Transcriptional regulation of fetal to adult hemoglobin switching: new therapeutic opportunities

Abstract

In humans, embryonic, fetal, and adult hemoglobins are sequentially expressed in developing erythroblasts during ontogeny. For the past 40 years, this process has been the subject of intensive study because of its value to enlighten the biology of developmental gene regulation and because fetal hemoglobin can significantly ameliorate the clinical manifestations of both sickle cell disease and β-thalassemia. Understanding the normal process of loss of fetal globin expression and activation of adult globin expression could potentially lead to new therapeutic approaches for these hemoglobin disorders.

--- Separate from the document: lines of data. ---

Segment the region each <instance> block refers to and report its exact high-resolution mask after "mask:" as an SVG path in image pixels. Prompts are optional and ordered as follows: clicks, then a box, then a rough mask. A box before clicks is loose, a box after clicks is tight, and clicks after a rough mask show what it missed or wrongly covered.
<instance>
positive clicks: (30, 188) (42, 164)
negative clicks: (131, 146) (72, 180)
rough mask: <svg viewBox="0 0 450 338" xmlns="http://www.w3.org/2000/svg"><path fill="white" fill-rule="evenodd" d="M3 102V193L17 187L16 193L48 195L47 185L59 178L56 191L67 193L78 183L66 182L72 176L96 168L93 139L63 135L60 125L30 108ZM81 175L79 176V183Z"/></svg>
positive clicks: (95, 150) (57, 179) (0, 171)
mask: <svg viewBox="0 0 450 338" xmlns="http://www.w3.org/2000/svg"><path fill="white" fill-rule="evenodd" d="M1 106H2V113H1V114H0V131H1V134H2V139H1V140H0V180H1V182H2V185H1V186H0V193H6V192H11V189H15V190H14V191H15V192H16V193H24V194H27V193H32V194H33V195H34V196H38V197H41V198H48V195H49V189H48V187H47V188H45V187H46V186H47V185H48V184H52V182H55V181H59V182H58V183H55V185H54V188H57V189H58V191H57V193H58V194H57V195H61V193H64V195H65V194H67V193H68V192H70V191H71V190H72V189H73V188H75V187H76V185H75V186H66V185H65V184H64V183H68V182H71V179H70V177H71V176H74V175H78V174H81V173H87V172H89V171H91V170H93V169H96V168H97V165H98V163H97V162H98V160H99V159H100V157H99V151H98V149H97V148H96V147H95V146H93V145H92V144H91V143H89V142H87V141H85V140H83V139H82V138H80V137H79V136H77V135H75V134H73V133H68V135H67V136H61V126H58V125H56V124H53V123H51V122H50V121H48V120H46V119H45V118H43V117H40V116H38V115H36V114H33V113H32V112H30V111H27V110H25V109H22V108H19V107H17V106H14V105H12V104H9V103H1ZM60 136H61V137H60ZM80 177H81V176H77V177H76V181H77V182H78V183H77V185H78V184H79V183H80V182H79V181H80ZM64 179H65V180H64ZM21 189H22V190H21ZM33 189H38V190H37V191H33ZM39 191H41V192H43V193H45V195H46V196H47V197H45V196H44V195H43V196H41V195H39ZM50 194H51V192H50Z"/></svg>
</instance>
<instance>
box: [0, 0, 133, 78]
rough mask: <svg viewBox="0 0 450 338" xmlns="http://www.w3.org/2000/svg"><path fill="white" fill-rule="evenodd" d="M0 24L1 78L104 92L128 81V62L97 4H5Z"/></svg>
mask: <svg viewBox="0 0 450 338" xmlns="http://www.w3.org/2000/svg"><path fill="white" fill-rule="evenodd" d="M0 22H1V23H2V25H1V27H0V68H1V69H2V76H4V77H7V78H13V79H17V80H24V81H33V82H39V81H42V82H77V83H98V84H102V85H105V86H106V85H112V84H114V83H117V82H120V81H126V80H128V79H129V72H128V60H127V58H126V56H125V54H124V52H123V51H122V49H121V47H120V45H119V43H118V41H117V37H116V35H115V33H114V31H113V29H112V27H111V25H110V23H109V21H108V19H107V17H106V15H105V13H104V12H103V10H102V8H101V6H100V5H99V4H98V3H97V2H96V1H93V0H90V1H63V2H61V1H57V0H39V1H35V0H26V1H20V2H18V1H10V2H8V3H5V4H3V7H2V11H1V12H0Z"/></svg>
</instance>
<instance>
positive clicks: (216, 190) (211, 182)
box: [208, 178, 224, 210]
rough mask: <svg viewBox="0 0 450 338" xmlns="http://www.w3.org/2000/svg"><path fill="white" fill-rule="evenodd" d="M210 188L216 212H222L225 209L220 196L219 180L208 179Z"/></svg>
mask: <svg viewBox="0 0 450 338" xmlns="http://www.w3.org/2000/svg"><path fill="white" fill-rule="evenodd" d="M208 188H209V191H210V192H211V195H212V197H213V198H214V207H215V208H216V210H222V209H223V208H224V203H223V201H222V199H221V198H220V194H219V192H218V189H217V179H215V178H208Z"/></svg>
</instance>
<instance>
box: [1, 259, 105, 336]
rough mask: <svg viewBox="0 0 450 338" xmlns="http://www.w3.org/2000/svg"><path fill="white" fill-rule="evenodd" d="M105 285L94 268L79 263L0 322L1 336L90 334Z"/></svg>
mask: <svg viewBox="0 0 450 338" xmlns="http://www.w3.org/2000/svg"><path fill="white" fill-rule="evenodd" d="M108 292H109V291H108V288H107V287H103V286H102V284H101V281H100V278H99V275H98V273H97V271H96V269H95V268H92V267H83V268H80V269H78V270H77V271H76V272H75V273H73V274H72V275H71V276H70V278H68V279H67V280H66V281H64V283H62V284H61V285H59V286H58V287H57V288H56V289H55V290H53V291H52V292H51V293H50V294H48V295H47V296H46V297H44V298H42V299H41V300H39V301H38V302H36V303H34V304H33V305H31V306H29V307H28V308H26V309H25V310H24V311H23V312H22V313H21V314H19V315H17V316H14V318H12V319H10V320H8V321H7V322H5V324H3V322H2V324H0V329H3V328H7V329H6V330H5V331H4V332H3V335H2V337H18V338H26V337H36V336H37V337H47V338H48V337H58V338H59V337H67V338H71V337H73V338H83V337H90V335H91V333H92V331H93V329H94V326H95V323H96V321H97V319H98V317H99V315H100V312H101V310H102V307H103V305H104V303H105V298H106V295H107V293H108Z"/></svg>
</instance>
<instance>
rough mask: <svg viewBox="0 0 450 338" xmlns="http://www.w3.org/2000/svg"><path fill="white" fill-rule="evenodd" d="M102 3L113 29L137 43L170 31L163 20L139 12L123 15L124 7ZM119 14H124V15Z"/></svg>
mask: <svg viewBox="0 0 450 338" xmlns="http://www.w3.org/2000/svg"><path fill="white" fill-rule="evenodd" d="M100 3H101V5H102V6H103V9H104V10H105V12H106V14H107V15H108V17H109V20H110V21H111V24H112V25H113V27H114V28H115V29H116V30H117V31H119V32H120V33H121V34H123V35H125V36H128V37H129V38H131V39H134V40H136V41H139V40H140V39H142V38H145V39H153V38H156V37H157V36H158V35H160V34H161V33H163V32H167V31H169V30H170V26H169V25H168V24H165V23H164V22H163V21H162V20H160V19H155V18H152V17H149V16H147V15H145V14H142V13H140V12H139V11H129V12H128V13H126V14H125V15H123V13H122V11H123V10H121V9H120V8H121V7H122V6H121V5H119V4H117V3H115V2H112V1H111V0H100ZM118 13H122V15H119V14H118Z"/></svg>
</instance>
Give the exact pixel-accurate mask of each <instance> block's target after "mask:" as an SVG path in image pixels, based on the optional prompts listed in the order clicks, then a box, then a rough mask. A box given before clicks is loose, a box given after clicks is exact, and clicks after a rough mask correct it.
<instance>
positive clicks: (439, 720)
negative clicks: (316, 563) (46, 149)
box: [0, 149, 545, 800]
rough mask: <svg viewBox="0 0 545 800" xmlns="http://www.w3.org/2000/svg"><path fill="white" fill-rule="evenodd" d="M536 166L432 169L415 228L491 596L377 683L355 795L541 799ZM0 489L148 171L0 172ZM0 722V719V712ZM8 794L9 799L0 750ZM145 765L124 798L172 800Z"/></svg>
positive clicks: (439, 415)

Herein, we briefly review the history of the study of hemoglobin switching and then focus on recent discoveries in the field that now make new therapeutic approaches seem feasible in the future. Erythroid-specific knockdown of fetal gene repressors or enforced expression of fetal gene activators may provide clinically applicable approaches for genetic treatment of hemoglobin disorders that would benefit from increased fetal hemoglobin levels.

Figure 1

Schematic of genomic structural organization of the human α-globin and β-globin loci and temporal expression of the various hemoglobin types. The gene order of the α-globin locus on chromosome 16 and the β-globin locus on chromosome 11. Shown at each temporal stage, as indicated on the timeline at bottom, are the types of hemoglobin tetramers produced for each indicated site. LCR indicates locus control region; HbF, fetal hemoglobin; and HbA, adult hemoglobin.

Figure 2

Schematic of hemoglobin switching model based on looping and interaction of the LCR with the individual globin gene promoters. The various proteins demonstrated experimentally to be involved in regulating the change in expression from γ-globin to β-globin and individual effects of FOP and KLF1 on transcriptional regulation of SOX6 and BCL11A, respectively.